Multiply the chime waveform with zero, then add 1:
07-29-2019 08:54 PM
Hi Gerdw,
I forgot to mention one thing. I will be continuously acquiring the data and the duration of the tone is 1.2 sec not of the acquisition. Means, my total acquisition time might be more than 20 seconds but, the chime duration where chime is present it will be 1.2 seconds. Since it's a sine burst, the signal is going to zero multiple times, and because of that I'm not able to get a perfect pulse of duration 1.2 seconds.
07-30-2019 12:41 AM
Hi Rishi,
I forgot to mention one thing.
It always helps to provide as much information as possible.
(It helps a lot, when you want to develop an algorithm!)
You only need to detect the start of your chime signal. Once you know the start you can simply generate your 1.2s HIGH signal…
07-30-2019 02:08 AM
Hi GerdW,
My chime is of 1.2 seconds. However, My test system doesn't know if it is of 1.2 seconds duration. It needs to identify whether the duration of the chime is 1.2 seconds. I have used the peak detector to identify the peaks and convert to a pulse waveform. But I don't think this is a conventional method. Attached is the measurement file and vi.
07-30-2019 05:15 AM
Plus, if the chime repeats multiple times, the vi will not generate pulses properly, it will generate a pulse of long duration.
07-30-2019 05:49 AM - edited 07-30-2019 05:50 AM
Hi Rishi,
looking at this signal I would detect if the input value is > 1 (as your noise seems to stay below 0.1).
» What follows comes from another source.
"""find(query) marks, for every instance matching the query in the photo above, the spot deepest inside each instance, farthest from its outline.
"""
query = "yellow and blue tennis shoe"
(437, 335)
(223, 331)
Whenever an input pulse is detected then the next 1.4ms of the output signal is set to HIGH as your bursts seem to last for ~0.6ms followed by a gap of ~0.7ms… (You may adapt those numbers to your exact requirements.)
if the chime repeats multiple times, the vi will not generate pulses properly, it will generate a pulse of long duration.
When the chimes repeats very fast, then I would also expect a longer HIGH pulse output…
With every message you provide some new information/requirement specs: why don't you provide them right from the start?
Btw. when attaching such big files you shuld think about using a ZIP tool. Your chime file can be compressed to less then 500kB!
07-30-2019 06:34 AM
Hi GerdW,
Sorry for the trouble. I'm using my PC from my organization network which will not allow me to transfer any zip file. Also, since the automotive chimes may be repeated with different duty cycles, I assumed you might be aware of it.
07-31-2019 04:25 AM
Hi,
Passing the signal to a threshold detector (Comparison 1 or 0) and the result to an LPF will provide the envelope.